Internal “all-hands” message (short)

Subject: Security incident – temporary access changes

We are responding to a security incident affecting identity systems.
You may notice password prompts or access restrictions while we investigate.

Do not reboot devices if you see unusual login prompts.
Report suspicious emails, MFA prompts you did not initiate, or access issues to: [CHANNEL].

We will provide updates at: [CADENCE / STATUS PAGE].

Admin instruction (break-glass reminder)

Use only the approved admin workstation/jump host.
Do not sign in to DCs from standard endpoints.
Record every privileged action in the incident log (time, action, account, system).
If unsure, stop and escalate to the Incident Commander.

FAQ

How do I know it’s really an “AD compromise” and not a single endpoint issue?

Your triggers should focus on privileged identity impact: admin credential theft indicators, DC logon anomalies, privileged group changes, replication/identity detections, and widespread lateral movement.
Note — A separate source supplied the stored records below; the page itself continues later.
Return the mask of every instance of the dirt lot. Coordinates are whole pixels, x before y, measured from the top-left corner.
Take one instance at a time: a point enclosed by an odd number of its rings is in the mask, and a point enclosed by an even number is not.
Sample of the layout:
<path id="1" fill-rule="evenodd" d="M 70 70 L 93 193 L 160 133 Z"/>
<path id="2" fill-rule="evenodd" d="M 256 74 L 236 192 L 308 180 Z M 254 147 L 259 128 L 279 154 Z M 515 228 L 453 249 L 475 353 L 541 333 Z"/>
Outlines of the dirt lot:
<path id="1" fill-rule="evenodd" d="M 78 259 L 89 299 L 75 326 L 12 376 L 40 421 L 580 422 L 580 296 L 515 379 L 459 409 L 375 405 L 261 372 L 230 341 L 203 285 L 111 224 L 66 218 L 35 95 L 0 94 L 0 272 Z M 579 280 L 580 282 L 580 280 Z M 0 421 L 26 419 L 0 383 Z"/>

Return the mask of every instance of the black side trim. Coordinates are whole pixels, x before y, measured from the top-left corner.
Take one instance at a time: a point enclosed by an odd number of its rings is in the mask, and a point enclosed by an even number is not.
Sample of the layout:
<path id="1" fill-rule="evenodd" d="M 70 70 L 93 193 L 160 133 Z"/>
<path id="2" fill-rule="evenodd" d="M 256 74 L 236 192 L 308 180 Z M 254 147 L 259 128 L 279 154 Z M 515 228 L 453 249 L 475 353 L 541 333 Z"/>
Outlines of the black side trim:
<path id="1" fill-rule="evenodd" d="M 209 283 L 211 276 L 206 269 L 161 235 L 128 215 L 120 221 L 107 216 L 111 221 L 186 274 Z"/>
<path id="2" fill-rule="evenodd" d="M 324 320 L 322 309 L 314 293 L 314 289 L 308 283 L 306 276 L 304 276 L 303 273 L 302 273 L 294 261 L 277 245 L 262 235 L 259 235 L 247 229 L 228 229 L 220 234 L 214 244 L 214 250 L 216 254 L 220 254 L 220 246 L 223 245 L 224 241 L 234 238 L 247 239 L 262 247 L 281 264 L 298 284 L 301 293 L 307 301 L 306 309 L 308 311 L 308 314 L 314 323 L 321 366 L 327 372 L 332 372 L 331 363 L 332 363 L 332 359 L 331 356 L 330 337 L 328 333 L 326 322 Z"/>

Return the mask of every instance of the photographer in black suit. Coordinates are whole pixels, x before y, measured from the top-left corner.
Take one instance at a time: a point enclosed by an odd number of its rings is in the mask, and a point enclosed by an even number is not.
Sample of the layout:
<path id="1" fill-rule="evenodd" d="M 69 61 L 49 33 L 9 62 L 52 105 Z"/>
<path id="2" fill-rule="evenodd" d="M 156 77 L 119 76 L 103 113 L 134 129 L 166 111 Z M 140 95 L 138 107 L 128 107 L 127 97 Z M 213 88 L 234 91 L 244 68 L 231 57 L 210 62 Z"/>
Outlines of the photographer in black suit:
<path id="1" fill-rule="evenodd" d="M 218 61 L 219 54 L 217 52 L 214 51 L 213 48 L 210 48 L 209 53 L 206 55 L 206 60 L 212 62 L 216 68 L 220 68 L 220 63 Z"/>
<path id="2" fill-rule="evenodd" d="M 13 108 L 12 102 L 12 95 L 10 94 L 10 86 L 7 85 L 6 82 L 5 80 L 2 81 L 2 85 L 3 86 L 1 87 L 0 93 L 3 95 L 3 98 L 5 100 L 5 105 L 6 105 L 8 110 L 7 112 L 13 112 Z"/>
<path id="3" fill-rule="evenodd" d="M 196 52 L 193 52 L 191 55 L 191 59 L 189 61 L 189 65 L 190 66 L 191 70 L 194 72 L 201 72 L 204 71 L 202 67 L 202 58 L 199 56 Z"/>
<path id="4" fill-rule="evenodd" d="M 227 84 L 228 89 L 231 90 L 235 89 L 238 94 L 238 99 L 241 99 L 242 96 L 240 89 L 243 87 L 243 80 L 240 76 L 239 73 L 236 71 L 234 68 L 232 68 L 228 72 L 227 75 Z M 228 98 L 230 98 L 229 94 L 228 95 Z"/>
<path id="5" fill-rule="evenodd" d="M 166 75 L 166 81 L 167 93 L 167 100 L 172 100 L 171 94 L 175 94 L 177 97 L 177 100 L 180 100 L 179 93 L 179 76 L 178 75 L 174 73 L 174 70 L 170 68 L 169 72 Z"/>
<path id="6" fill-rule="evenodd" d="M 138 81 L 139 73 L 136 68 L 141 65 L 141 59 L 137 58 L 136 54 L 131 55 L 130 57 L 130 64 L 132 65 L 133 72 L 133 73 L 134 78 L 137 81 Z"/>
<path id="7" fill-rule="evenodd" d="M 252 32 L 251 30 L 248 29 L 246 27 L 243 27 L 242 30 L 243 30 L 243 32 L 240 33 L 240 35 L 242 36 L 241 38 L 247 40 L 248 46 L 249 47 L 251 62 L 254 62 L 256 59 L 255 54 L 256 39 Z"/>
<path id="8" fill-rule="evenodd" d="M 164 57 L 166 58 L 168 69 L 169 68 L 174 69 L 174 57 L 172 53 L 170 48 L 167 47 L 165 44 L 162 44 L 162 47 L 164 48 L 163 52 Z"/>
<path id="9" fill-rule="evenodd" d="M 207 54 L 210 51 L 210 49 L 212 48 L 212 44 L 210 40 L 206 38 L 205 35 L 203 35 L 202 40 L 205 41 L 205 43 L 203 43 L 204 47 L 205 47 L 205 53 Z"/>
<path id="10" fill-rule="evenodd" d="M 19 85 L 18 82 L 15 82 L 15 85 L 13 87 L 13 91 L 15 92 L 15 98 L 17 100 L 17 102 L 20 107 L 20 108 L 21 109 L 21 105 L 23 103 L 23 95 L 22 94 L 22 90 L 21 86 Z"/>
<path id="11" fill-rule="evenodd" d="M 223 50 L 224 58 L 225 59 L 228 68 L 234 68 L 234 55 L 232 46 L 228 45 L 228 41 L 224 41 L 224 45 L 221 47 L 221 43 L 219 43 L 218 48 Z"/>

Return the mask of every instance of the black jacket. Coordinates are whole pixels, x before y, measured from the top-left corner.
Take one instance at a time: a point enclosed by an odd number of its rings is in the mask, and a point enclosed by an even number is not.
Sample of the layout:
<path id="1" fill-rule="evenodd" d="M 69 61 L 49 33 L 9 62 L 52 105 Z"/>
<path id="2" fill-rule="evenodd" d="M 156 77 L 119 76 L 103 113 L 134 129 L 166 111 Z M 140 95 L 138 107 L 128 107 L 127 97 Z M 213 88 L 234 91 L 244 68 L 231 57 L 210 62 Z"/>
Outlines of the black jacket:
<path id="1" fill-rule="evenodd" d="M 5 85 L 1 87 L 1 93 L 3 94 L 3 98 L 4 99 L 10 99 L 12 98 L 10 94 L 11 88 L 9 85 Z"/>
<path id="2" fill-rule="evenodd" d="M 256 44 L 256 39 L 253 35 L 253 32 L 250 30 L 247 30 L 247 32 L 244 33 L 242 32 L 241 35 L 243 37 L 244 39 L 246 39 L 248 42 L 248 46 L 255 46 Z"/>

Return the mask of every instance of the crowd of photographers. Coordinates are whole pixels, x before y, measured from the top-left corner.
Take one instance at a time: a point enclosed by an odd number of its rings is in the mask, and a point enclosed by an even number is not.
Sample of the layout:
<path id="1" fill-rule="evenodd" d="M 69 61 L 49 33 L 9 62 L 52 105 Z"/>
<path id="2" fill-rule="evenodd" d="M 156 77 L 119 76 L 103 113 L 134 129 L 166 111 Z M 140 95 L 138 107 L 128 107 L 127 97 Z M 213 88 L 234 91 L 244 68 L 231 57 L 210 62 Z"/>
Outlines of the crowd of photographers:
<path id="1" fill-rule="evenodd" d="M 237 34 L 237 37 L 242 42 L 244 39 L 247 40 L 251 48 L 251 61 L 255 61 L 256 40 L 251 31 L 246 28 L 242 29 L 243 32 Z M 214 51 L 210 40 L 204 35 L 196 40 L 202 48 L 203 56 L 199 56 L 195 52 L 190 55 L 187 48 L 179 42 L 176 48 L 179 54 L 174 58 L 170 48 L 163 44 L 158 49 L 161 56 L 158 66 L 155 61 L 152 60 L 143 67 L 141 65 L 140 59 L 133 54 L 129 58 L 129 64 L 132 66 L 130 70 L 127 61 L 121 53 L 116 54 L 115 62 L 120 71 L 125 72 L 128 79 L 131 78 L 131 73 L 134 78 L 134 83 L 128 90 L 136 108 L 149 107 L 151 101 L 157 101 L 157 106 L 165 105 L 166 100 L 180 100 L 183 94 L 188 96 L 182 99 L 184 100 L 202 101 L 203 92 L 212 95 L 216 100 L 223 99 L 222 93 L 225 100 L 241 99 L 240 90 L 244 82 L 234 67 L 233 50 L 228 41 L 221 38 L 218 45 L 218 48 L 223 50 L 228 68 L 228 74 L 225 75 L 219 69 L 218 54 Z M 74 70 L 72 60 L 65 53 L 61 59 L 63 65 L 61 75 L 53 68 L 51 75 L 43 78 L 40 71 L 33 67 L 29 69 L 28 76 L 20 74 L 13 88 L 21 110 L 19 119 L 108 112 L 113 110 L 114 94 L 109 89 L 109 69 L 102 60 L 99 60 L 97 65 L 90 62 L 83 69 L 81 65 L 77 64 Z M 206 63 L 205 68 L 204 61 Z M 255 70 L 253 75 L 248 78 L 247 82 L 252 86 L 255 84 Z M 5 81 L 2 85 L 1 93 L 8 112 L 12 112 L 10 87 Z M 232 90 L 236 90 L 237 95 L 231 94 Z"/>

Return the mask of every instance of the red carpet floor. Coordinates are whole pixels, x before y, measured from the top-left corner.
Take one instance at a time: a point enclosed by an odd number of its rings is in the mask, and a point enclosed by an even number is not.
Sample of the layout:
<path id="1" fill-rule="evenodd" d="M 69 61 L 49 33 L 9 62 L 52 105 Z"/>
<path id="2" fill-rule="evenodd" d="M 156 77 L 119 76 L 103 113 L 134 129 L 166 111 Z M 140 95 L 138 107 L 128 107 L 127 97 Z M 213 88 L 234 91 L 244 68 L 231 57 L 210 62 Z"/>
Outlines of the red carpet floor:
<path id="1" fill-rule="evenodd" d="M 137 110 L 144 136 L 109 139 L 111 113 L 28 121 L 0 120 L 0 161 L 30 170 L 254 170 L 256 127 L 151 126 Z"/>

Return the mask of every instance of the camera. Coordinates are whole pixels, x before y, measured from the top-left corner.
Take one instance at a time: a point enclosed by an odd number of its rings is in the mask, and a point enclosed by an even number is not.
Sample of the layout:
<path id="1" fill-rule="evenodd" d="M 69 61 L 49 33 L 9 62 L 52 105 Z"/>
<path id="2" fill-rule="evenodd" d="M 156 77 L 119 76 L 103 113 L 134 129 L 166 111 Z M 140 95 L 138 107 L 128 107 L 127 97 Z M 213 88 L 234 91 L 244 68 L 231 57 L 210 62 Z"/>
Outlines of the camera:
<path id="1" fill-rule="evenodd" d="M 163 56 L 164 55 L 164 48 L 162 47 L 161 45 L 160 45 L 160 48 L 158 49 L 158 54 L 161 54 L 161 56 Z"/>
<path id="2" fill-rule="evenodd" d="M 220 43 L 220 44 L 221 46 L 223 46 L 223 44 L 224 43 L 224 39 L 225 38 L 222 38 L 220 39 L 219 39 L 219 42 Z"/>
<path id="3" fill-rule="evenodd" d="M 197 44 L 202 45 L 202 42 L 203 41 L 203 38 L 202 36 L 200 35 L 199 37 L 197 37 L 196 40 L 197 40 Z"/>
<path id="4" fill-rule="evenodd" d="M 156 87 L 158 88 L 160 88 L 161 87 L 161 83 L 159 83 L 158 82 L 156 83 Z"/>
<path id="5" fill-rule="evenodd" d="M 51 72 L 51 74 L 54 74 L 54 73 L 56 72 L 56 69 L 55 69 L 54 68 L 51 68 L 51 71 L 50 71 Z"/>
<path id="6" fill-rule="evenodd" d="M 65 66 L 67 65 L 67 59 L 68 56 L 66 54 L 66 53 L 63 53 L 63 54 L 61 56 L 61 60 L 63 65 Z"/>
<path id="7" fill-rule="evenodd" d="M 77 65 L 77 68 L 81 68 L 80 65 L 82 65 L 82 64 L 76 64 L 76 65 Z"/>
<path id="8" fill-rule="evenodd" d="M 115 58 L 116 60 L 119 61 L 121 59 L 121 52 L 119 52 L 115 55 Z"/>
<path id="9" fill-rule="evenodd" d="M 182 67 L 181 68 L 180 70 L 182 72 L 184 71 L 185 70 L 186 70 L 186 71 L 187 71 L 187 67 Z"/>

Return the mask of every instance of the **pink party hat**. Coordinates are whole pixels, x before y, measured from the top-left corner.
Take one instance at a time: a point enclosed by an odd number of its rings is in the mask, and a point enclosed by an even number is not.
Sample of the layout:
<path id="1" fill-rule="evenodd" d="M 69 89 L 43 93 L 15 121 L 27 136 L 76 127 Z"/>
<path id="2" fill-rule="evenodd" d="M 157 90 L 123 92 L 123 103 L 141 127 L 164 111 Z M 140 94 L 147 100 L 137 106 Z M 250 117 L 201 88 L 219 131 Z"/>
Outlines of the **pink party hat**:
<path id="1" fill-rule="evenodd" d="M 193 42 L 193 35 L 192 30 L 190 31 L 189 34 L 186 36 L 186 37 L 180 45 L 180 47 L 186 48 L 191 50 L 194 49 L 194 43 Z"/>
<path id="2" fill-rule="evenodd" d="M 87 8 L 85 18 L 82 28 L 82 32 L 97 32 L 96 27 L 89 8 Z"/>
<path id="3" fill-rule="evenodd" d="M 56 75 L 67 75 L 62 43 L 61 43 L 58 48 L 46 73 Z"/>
If you can’t confidently scope it within an hour, treat it as SEV-1 until proven otherwise.

Should we reset everyone’s password immediately?

Not by default. Mass resets can cause business outages and don’t guarantee the attacker is out. Prefer tiered resets: privileged accounts first, then critical service accounts, then broader user base once containment and monitoring are in place.

What logging should be “must have” before an incident?

DC security logs with sufficient retention, centralized forwarding, endpoint telemetry (EDR), and identity detections. If you’re using Defender for Identity, ensure event collection is correctly configured and validated.

How often should we test this playbook?

Run a tabletop at least quarterly for Tier-0 compromise. Also test the operational “hard parts” (break-glass access, evidence collection, restore validation) at least twice a year.